Na noite de 22 de fevereiro, Estúdio 1 da RTP, um galante Carlos do Carmo estreia as canções, em passeio, ainda sem os autores identificados; duas semanas depois, é guiado pela eterna dupla Ana Zanatti e Eládio Clímaco, numa finalíssima didática, com apontamentos do maestro António Vitorino de Almeida — “o que é que vem para aqui fazer um gajo da clássica”. Entre o plateau e o piano, num ímpeto frenético, analisa cada canção, em sessões de debate livre com uma plateia de figuras públicas, barbudos revolucionários, senhoras de laca e gaiatos aborrecidos — “Um festival chamado Vitorino”.

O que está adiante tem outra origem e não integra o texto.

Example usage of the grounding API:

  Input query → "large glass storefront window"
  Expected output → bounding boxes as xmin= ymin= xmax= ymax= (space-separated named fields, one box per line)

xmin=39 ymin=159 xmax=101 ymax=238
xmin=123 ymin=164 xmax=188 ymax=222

O vencedor do Festival da Canção, em reflexo dos anseios democráticos, foi definido por “votação pública”, através de cupões distribuídos pelos jornais, que são cortados, preenchidos e enviados para a RTP. Uma Flor de Verde Pinho, poema de Manuel Alegre dos tempos do exílio, resgatado pelo amigo José Niza, foi o campeão da noite (25,25% dos votos), taco a taco com Novo Fado Alegre, de Fernando Tordo e Ary dos Santos (23,97% dos votos).

A corrida a dois foi um espelho perfeito do momento político à esquerda. “A votação das canções entrou muito num jogo partidário”, comenta um dos convidados da plateia, durante a transmissão em direto. “Influenciou altamente o povo pela proximidade do ato eleitoral”. O célebre crítico de televisão, Mário Castrim, comunista sobrevivente do PREC, apontou o “Novo Fado Alegre” como a única canção de resistência ao 25 de Novembro, não por acaso, composta por dois militantes do PCP. Em período eleitoral, esta competição de cantigas foi uma sondagem à boca de urna: vencem Manuel Alegre e José Niza, dois candidatos à Assembleia da República pelo Partido Socialista (PS), que doam o prémio de 50 contos à campanha de Mário Soares.

“Dentro de 3 minutos iniciaremos um período de emissão a cores”. E surge o jornalista Adriano Cerqueira com uma indumentária que, até aquele momento, era absolutamente digna à ocasião — “Especial Eleições” da RTP — e agora, as cores revelam um blazer mostarda e uma gravata apalhaçada, às bolas vermelhas. Para o bem e para o mal, as eleições legislativas, a 25 de Abril de 76, foram um abrir de olhos: uma vitória expressiva do PS, seguido, a dez pontos percentuais, pelo PPD de Francisco Sá Carneiro, e, pasmem-se, o CDS de Diogo Freitas do Amaral. Esta reviravolta sociológica ocorreu, ao mesmo tempo, noutro formato de sufrágio universal: a tabela de vendas da música popular.

No próprio dia de eleições, as canções mais vendidas também desenham um país a cores, em tons pastel, de inspiração nipónica. Os dois singles mais vendidos são genéricos de desenho-animado, a “heroína japonesa” Heidi e as “Aventuras de Wickie, O Viking”, dois sucessos esmagadores da RTP que comprovam como a televisão pública, sobretudo após o PREC, sentou milhões de portugueses em casa. E a canção mais popular entre os graúdos segue a paleta reluzente, Ontem, Hoje e Amanhã, um clássico José Cid, de marca registada: o sintetizador brincalhão, os versos nostálgicos, e aquele slide à George Harrison, em cheio no ouvido de qualquer transeunte, sem resquício de comício, menção à reforma agrária, sequer os malefícios do patronato.